After reading that definition, I walked away, nodding my oblong-shaped head and showing my entire dental formula in what I consider to be a smile but which others see as a rather disconcerting exhibition of glass-breaking teeth. But I smiled anyway after reading that definition because it confirmed my belief that populism is not such a bad thing after all.
Populism helps to get presidents (and other politicians) elected. Every election is a popularity contest. The winners are those whose utterances (at least) show that they are in tune with the needs and aspirations of the electorate. People will vote for the guy who promises (and convinces the voters some way, somehow that he can provide) good jobs, improved health care, good schools, paved roads, potable water etc. Politics thrives on populism and most popular politicians are the ones who get elected. Show me a politician who claims to ‘dislike’ populism and I’d show you a deluded idiot who doesn’t know the rules of the game he’s playing.
After winning the ultimate diadem, the politician who refuses to continue flying on the wings of ‘populism’ will drop dead – politically speaking. Populism means doing what the people want – the very reason why they voted you into office in the first place.
If the people say don’t buy a presidential jet – you don’t (Kufuor)! If the people say don’t go to war, you don’t (Bush). If the people say stop the ex-gratia, you do exactly that! Yes, responding to the demands of the majority of the people is populism and it’s the very essence of the politics. No one has been a great, respected, revered leader without being populist. Ask Kwame Nkrumah, Nelson Mandela, Martin Luther King, Ghandi and even Barrack Obama.
A president doesn’t need to ask his citizens for permission every time he feels like hopping on a plane. But then, if the citizens start complaining that the president is behaving like a nomad with his numerous travels a wise president should be populist enough and stop racking up frequent flyer miles. If, on the other hand, the president decides to be a non-populist and shows his citizens his middle finger, he (and/or his party) won’t stay in power for long. That’s just by way of an example but you get my drift?
Populism is so important that in the more enlightened societies – where politicians think less of themselves and more about their followers – they measure the performance of leaders by gauging their popularity. Popularity (or approval) ratings are nothing but a measure of how the citizens perceive their leader to be doing what is expected of them.
I once heard George Bush say something to the effect that he cannot rule a country with opinion polls. He might have had a point there. Indeed, if my president decides to measure public opinion on every issue before taking a decision, I’d call him stupid. The best leaders, however, are the ones who are able to gauge the mood of the people and take decisions that benefit the majority of their followers – who are usually the most deprived and disadvantage.

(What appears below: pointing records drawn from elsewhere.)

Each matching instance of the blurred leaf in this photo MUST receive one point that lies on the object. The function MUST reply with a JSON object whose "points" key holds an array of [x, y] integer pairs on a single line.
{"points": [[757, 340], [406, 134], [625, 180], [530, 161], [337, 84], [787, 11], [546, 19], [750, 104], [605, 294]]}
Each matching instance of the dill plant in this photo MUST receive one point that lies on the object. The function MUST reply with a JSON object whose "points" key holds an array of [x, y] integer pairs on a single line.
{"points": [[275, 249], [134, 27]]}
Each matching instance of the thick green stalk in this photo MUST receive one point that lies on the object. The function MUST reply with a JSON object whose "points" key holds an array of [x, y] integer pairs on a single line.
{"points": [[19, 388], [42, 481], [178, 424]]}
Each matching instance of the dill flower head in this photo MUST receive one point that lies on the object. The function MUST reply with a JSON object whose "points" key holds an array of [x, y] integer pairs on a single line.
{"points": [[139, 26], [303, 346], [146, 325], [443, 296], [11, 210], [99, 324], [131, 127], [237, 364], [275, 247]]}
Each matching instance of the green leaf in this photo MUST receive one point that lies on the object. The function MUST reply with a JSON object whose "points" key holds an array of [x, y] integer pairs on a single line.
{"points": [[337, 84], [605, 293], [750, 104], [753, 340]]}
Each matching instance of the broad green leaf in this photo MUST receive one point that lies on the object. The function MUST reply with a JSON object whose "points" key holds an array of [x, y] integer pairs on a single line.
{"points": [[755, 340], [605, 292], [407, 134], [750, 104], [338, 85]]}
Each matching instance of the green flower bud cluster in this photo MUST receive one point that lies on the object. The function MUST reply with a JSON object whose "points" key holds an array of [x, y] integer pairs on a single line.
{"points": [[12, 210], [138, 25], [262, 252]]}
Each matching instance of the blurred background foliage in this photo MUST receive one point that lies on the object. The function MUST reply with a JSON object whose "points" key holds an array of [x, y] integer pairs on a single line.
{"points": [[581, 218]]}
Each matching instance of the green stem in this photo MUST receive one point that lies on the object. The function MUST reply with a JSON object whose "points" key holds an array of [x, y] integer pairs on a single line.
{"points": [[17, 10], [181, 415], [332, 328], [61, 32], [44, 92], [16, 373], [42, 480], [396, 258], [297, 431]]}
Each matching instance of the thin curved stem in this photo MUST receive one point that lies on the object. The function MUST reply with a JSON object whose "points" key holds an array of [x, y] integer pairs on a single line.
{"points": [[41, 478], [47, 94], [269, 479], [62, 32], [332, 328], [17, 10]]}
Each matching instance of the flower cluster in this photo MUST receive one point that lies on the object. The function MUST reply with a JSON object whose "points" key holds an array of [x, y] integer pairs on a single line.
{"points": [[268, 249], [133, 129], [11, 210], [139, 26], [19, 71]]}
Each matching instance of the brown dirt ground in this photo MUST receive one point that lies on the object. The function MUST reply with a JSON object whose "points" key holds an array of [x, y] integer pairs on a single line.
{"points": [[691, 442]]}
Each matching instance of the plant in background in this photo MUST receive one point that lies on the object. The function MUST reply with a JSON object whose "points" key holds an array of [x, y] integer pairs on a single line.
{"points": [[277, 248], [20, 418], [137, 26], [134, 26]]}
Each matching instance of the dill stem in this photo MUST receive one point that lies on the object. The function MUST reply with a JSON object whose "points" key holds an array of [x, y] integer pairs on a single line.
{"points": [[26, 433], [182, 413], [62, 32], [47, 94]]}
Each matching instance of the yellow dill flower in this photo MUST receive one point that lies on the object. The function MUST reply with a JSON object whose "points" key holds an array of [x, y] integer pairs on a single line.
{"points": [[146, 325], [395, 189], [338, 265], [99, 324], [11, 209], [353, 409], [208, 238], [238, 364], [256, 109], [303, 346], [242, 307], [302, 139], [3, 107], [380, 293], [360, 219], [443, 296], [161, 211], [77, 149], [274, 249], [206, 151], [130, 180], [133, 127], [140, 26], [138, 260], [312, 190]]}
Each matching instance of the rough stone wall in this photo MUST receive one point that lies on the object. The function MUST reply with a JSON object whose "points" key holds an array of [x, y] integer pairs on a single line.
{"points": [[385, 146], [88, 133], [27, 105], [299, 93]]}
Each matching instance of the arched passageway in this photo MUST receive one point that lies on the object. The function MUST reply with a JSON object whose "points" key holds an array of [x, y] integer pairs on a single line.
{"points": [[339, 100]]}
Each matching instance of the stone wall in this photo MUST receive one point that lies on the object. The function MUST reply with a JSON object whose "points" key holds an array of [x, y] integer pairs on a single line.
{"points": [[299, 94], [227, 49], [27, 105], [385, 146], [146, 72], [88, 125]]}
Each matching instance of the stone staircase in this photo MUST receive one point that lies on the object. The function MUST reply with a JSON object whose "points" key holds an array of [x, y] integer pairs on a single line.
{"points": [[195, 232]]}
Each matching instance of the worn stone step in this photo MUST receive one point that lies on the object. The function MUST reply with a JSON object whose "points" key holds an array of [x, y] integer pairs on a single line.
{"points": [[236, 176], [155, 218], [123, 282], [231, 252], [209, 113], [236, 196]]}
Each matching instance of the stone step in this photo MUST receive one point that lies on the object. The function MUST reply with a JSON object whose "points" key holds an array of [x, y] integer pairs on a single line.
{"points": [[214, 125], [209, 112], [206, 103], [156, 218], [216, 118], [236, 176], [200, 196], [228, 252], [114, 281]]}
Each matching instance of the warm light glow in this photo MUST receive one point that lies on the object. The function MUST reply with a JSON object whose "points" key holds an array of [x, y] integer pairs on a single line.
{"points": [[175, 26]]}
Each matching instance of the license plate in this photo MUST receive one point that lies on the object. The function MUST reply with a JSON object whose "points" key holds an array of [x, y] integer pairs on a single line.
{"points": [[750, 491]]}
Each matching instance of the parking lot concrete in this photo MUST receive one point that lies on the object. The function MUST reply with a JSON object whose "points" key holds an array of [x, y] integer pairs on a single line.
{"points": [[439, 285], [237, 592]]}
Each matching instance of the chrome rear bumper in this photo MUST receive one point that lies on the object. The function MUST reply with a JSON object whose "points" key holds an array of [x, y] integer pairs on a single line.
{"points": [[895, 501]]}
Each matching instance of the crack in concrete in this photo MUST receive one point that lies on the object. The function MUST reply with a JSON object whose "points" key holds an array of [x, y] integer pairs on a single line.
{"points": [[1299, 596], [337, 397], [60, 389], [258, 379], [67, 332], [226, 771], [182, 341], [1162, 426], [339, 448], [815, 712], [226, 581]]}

George Bush, who refused to look at the opinion polls, did as he pleased – taking unilateral decisions that dumbfounded even his most ardent critics who thought he was dumb. In the end he left office with the lowest approval rating for any departing American president – a mere 22%. Compare that with his predecessor, Bill Clinton who left office with a respectable 68% approval rating. Clinton is remembered as one of the best presidents America ever had; George Bush is most probably the worst.
If populism means providing the needs of the people, pleasing them and actively seeking their welfare so that a leader will win and keep as many hearts and minds as possible, then I’d recommend it to any politician (or political grouping). Populism is very good and I am pleading with all those who have been trying to give it a bad name to just a few steps back and think again.
In any case, if I were president I’d rather be called ‘populist’ than be referred to as the selfish, corrupt, greedy chap who threw populism out of the window and led a gang of plundering elites to loot the meagre resources of the state.